Romuald Wadagni prend les rênes du Bénin après une décennie de présidence Talon

Le Bénin tourne une page de son histoire politique. Romuald Wadagni, figure majeure de l’économie nationale, a prêté serment ce dimanche à Cotonou pour entamer officiellement son mandat présidentiel.

Romuald Wadagni investi président du Bénin

Avec plus de 94 % des suffrages exprimés lors du scrutin d’avril, Romuald Wadagni succède à Patrice Talon à la tête du pays. Son élection marque le début d’un septennat renouvelable pour ce quadragénaire, précédemment ministre des Finances sous l’administration sortante.

À 49 ans, le nouveau président hérite d’un pays façonné par une décennie de réformes économiques ambitieuses portées par son prédécesseur. Dans son allocution d’investiture, il a salué l’héritage laissé par Patrice Talon tout en insistant sur la nécessité d’ancrer la croissance dans le quotidien des Béninois.

Priorités économiques et enjeux sécuritaires

Architecte des politiques financières qui ont redynamisé l’économie béninoise, Romuald Wadagni devra désormais relever des défis de taille.

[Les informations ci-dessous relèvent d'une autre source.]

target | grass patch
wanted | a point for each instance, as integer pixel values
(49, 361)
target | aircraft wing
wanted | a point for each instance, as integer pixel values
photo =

Parmi eux, la menace terroriste qui gagne du terrain dans les régions septentrionales du pays. Le chef de l’État a réaffirmé sa détermination à garantir la sécurité des populations, évoquant un État « résolu » face aux risques sécuritaires tout en prônant une collaboration renforcée avec les pays voisins.

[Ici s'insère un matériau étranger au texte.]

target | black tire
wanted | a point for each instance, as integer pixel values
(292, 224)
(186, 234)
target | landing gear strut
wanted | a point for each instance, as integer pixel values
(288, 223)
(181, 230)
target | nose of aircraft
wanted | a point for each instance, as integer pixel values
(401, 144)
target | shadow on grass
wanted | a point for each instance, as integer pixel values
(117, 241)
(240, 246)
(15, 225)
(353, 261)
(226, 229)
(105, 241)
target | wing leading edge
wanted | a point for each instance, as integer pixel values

Relances diplomatiques et surveillance des libertés

L’investiture a également servi de vitrine à une volonté de détente régionale. Le Niger, dont les relations avec Cotonou étaient tendues, était représenté par son Premier ministre Ali Mahaman Lamine Zeine, accueilli par des applaudissements nourris. Le Burkina Faso et le Mali avaient également dépêché leurs ministres des Affaires étrangères.

Les premiers gestes de Romuald Wadagni en matière de libertés publiques seront scrutés de près. Plusieurs organisations non gouvernementales pointent en effet un durcissement du climat politique et médiatique sous l’ère Talon, une ombre qui plane sur ce nouveau chapitre institutionnel.